New Company Will Emerge in Wake of eBay’s Acquisition of GSI Commerce

EBay is acquiring GSI Commerce today for $2.4 billion, but not exactly all of it.

As part of the acquisition, it will spin off a few of the company’s properties to create a well-funded new entity that will be led by GSI’s founder and CEO Michael Rubin.

EBay said it will acquire GSI to help retailers and big brands move into both online and mobile commerce. GSI helps more than 180 leading retailers and brands, including Timberland, RadioShack, Calvin Klein, Levi’s and Ralph Lauren.

But eBay and GSI have identified a few parts of the business that will remain independent.

EBay said it will divest GSI’s licensed sports merchandise business and 70 percent of ShopRunner and Rue La La. EBay will loan the holding company $467 million and retain a 30 percent stake in Rue La La and ShopRunner. In addition, Rubin will invest $31 million in cash.

Rue La La operates in the emerging flash-sales business, competing against companies like Gilt Groupe. GSI purchased Rue La La in 2009 for $350 million in cash and stock. Meanwhile, ShopRunner is similar to Amazon’s Prime membership. It charges members $79 a year for unlimited free two-day shipping with no minimum order from a variety of retailers across the Web.

The spin-off will also include Fanatics, a Jacksonville, Florida-based company that operates more than 250 e-commerce Web sites, including 60 e-commerce stores for collegiate and professional sports. GSI’s acquisition of the company closed only two weeks ago.

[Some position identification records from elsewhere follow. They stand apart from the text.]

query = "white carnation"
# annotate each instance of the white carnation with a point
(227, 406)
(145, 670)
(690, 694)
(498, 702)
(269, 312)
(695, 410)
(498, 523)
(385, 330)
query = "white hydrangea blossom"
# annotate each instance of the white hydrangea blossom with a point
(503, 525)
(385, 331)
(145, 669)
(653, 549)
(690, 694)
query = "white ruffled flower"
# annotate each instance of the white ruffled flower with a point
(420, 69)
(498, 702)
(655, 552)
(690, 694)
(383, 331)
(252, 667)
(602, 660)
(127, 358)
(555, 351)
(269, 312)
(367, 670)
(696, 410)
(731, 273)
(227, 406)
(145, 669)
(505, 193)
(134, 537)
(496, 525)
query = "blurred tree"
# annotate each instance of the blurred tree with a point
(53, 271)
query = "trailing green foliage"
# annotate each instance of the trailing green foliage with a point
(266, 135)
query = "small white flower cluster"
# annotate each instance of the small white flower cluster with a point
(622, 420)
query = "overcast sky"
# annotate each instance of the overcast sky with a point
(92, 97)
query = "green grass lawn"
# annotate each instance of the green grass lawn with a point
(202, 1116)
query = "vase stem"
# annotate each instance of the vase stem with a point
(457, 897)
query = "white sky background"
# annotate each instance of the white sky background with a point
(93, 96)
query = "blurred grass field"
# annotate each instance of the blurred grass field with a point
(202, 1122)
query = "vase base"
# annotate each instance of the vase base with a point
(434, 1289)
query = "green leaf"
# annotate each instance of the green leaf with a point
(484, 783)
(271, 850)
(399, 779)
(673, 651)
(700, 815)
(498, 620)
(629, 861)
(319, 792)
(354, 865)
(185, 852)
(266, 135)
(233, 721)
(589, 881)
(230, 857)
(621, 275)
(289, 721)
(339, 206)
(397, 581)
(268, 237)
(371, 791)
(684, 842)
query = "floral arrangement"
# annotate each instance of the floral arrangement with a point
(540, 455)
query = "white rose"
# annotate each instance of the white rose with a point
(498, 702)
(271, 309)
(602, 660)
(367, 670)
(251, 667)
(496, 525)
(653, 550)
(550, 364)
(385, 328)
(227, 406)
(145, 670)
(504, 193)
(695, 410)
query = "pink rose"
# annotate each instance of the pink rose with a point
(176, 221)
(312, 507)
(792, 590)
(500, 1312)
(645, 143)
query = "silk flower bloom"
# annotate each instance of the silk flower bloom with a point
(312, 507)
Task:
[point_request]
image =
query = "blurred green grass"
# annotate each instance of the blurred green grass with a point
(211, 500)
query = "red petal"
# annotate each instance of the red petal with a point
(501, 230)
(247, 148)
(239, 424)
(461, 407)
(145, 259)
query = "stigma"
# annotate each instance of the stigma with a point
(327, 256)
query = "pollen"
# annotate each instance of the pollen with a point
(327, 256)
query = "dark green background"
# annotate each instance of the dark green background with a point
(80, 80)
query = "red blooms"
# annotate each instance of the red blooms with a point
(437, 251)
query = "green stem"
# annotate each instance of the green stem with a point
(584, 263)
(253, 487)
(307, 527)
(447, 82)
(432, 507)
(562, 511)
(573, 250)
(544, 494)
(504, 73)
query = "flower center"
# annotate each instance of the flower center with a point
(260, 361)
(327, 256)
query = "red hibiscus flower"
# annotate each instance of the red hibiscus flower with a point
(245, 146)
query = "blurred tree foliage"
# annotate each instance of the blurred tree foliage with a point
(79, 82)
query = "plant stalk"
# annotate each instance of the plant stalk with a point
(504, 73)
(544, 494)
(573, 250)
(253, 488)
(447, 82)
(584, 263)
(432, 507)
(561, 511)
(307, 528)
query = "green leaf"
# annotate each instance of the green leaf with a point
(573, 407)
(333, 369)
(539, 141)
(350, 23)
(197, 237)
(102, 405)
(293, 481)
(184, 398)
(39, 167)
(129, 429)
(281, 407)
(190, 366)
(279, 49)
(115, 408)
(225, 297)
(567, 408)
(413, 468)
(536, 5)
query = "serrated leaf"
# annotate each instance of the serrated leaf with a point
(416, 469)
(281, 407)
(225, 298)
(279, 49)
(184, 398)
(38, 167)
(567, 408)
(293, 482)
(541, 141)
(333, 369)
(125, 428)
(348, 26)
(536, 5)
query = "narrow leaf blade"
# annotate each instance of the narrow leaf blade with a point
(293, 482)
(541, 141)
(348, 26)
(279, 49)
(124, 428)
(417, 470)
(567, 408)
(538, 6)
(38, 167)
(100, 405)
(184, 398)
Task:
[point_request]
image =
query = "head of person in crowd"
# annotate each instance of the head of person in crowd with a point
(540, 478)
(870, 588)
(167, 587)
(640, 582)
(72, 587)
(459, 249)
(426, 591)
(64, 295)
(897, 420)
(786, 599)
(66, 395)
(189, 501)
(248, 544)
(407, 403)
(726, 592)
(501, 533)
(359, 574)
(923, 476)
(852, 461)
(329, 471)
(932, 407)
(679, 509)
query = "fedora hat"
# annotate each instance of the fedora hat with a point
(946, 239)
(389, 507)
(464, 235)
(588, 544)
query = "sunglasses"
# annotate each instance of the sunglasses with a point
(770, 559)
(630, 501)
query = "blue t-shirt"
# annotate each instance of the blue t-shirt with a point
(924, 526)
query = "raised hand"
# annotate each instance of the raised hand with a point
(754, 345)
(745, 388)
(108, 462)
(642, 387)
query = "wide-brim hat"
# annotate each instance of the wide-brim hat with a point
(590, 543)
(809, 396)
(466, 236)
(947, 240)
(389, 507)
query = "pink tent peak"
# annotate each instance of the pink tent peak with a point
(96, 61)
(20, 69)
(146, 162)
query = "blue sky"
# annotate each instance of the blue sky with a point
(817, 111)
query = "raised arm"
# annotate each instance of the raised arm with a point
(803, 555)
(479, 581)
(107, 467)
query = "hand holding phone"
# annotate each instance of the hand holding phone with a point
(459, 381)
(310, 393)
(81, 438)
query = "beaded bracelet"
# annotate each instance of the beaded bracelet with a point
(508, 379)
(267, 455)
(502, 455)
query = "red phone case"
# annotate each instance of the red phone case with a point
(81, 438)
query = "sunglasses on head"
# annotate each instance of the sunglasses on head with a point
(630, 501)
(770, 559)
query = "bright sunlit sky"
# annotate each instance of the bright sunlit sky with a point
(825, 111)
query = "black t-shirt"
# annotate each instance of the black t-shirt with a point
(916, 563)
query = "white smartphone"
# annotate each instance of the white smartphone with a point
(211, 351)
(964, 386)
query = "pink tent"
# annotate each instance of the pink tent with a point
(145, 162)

While all these companies sound complementary to eBay, the company said they are not core to its long-term growth strategy.

In a conference call this morning, eBay President and CEO John Donahoe, explained that it was important to spin off Fanatics and GSI’s sports licensing business because “we don’t want to be in competition with sellers, and that business would be in competition with them.”

As for Rue La La and Shoprunner, the reasons were a little different. “I would characterize it as a near-term operating loss and a huge opportunity that if we tried to realize, we’d probably screw it up. In Michael, we see a guy who can take those concepts to a level we couldn’t imagine, and our 30 percent investment is our indication of what we think Michael could do over time,” he said.